The weather caused one death when a woman's car, trapped by flooding, was struck by another vehicle, Mayor Michael Bloomberg said at a news conference.
Some services were restored by the afternoon, but those who made it to work faced the prospect of a hellish journey home. Mayor Michael Bloomberg warned that evening storms might cause more damage.
Gov. Eliot Spitzer gave the Metropolitan Transit Authority 30 days to review the breakdown and propose solutions. "It was a system failure," Spitzer said.
Some 14,000 customers in all five boroughs lost power at the storm's peak, utility Consolidated Edison said.
Parts of Brooklyn were hit hardest, with 40 houses and up to 200 cars sustaining serious damage, Bloomberg said. The National Weather Service determined that a tornado had touched down.
7 MILLION SUBWAY RIDERS A DAY
None of the city's subway lines -- which carry about 7 million riders a day -- was running at full capacity in the morning rush. Several were shut down. "I don't know whether God has rush hour in mind when storms hit," Bloomberg said.
The ripple effects snarled the commute for those traveling
to the city from New Jersey and other areas.
Flights at LaGuardia and Newark airports experienced average weather delays of over an hour.
Many people chose to work at home after the city's transit authority urged New Yorkers to delay travel.
On crowded subway platforms, tempers frayed as sweaty commuters waited for trains to arrive, while above ground, packed buses and taxis sailed by would-be riders.
"The infrastructure in New York is just getting so old," said Fran Valerio, who was stuck on a subway between stations, comparing subway problems to last month's explosion of an 83-year-old steam pipe in Manhattan that killed one person.
The explosion hurt ConEd's reputation, which was already suffering after blackouts last summer and in 2003.

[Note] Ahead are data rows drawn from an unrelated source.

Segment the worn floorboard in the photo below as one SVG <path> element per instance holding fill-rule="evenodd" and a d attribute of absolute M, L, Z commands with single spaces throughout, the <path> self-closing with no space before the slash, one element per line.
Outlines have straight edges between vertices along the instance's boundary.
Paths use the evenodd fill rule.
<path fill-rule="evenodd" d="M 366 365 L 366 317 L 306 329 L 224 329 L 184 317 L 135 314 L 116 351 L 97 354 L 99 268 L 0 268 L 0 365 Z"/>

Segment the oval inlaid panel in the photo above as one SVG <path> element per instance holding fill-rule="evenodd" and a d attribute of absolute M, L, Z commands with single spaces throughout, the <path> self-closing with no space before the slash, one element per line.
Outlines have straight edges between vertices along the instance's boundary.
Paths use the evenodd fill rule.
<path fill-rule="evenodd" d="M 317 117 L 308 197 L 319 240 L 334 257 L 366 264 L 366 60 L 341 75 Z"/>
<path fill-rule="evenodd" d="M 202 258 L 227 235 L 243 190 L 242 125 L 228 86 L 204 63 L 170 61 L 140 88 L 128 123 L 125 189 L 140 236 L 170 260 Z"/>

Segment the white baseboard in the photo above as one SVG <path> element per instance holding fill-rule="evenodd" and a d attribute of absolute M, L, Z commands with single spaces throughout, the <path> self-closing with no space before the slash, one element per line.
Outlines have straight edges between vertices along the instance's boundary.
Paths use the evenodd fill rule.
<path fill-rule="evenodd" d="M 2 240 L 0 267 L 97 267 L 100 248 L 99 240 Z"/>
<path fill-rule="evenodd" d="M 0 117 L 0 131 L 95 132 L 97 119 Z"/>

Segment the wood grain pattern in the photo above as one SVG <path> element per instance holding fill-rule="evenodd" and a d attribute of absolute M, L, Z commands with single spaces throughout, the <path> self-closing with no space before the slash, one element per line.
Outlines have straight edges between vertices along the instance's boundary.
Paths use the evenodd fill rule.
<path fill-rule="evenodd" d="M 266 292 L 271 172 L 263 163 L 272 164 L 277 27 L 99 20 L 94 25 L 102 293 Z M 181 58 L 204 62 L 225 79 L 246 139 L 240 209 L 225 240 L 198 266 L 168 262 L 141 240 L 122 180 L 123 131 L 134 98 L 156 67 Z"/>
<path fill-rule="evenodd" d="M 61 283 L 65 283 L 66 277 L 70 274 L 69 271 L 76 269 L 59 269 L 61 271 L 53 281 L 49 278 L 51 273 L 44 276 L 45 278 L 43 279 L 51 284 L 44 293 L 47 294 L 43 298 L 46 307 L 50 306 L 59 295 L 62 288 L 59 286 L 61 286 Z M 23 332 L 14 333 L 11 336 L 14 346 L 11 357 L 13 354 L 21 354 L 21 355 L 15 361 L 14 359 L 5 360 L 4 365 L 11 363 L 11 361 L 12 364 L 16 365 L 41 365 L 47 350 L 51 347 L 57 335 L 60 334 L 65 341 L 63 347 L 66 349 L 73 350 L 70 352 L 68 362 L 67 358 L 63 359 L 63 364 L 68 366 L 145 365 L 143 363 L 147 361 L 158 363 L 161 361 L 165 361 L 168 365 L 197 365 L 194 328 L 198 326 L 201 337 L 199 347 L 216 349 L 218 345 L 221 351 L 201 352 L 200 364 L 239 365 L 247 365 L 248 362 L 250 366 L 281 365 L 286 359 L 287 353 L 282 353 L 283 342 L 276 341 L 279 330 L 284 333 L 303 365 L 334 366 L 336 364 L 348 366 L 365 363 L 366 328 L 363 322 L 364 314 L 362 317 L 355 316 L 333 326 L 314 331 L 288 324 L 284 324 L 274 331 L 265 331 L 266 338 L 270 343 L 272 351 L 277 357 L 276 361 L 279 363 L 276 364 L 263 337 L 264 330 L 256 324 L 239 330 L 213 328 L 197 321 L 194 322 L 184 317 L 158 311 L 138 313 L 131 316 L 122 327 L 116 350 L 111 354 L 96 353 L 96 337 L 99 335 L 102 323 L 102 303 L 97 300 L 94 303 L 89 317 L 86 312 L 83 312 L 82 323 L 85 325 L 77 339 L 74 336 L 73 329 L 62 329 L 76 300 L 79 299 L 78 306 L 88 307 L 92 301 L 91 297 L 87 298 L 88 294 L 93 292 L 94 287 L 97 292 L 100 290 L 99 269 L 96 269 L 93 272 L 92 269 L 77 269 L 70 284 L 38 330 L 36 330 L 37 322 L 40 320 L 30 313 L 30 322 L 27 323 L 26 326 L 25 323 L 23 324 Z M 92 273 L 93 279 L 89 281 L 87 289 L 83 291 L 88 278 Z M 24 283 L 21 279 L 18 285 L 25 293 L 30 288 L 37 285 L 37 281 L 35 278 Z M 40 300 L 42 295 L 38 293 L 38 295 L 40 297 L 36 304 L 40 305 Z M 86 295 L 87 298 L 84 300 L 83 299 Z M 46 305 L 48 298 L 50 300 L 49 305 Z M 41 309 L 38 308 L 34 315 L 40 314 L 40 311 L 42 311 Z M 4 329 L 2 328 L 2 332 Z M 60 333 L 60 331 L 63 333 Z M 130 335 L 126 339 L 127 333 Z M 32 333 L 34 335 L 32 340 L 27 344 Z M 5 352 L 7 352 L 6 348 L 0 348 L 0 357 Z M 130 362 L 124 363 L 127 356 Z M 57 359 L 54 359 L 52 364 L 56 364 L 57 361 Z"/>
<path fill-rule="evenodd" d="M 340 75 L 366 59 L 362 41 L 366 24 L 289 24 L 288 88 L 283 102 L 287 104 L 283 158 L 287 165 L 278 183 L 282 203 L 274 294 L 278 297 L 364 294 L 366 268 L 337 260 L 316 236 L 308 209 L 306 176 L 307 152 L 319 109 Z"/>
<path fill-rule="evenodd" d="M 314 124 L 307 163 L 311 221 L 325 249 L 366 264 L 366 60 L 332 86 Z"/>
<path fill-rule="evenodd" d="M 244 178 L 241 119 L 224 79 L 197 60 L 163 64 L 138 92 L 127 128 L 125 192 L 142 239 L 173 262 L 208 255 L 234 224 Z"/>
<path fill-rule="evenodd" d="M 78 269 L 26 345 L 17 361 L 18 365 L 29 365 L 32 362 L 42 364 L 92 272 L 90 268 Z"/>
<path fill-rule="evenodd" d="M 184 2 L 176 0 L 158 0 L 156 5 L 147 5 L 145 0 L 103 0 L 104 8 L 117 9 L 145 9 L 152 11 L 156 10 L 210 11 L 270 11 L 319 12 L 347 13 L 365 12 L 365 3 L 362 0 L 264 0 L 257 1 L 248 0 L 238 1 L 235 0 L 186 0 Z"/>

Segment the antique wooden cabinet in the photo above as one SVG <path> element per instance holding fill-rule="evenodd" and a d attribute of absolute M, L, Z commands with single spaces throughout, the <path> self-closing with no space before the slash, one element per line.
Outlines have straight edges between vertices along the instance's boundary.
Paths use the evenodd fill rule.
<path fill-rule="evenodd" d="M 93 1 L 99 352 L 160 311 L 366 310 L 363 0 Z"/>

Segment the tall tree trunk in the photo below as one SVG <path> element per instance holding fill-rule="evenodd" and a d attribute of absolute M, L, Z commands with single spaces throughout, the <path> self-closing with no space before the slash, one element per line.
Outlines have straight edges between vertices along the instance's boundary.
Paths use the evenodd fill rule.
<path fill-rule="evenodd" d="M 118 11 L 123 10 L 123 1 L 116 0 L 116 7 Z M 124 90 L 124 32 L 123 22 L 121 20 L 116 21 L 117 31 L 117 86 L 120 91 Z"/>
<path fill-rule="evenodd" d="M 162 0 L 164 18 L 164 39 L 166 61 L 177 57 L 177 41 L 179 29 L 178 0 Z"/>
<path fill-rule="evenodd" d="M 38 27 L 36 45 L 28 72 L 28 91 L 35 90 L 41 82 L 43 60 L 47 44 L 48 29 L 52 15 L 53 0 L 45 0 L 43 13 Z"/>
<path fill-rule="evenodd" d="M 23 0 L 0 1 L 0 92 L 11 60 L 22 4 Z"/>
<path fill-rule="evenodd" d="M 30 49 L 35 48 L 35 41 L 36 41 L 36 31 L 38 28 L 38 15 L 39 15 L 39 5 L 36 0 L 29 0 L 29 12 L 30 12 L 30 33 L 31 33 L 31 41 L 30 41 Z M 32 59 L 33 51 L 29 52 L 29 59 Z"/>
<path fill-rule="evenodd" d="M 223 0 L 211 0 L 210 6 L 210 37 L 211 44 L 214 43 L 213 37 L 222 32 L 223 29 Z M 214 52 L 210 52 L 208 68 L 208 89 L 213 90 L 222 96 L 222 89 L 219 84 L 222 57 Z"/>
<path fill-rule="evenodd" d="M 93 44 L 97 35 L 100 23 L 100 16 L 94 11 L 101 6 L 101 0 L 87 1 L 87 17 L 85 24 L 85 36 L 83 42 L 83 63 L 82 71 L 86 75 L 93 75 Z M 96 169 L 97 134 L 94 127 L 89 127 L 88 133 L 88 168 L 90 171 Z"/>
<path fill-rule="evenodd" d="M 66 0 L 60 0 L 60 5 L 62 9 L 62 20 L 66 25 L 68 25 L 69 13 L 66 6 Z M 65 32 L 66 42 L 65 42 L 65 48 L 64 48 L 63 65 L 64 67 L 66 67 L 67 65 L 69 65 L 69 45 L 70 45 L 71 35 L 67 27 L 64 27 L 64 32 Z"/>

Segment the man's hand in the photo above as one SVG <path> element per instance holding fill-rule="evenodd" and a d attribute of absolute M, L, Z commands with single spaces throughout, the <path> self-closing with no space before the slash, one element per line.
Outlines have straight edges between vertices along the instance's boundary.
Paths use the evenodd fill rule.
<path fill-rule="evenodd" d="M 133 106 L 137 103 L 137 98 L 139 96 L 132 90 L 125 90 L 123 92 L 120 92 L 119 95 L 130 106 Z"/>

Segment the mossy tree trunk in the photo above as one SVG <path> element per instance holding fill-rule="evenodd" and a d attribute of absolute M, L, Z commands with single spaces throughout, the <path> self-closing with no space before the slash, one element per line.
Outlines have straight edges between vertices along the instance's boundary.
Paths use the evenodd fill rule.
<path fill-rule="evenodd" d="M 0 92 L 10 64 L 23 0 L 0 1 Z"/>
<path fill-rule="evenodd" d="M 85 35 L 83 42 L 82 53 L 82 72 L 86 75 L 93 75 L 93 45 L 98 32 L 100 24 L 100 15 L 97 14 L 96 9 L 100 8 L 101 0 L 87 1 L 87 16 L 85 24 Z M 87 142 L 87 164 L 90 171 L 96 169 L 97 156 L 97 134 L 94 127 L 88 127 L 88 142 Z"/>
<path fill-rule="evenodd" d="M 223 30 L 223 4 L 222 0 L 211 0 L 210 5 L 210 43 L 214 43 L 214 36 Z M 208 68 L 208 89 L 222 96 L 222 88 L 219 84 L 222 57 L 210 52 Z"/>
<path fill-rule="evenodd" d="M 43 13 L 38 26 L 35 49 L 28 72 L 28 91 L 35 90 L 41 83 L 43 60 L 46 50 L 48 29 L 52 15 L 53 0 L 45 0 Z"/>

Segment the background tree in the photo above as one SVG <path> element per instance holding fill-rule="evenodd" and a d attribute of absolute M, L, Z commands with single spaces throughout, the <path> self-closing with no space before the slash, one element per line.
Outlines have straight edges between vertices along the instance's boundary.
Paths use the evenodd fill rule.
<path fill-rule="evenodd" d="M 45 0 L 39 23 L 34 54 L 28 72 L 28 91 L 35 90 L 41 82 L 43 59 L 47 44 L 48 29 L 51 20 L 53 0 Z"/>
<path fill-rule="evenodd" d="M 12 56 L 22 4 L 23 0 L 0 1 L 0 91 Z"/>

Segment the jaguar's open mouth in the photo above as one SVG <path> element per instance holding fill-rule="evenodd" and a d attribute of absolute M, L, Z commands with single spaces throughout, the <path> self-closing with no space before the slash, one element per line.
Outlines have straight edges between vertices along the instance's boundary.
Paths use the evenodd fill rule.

In July, the transit authority cited budget shortfalls in a proposal to boost fares in early 2008. ConEd filed a nearly $2 billion electricity rate increase proposal in May.
Russianoff said extreme weather and old equipment meant the transit authority needs to make infrastructure improvements.
The city's transit agency "is dealing with more frequent harsh weather, but the handwriting is on the wall," he said. "They're not blind to it, but they're sort of overwhelmed."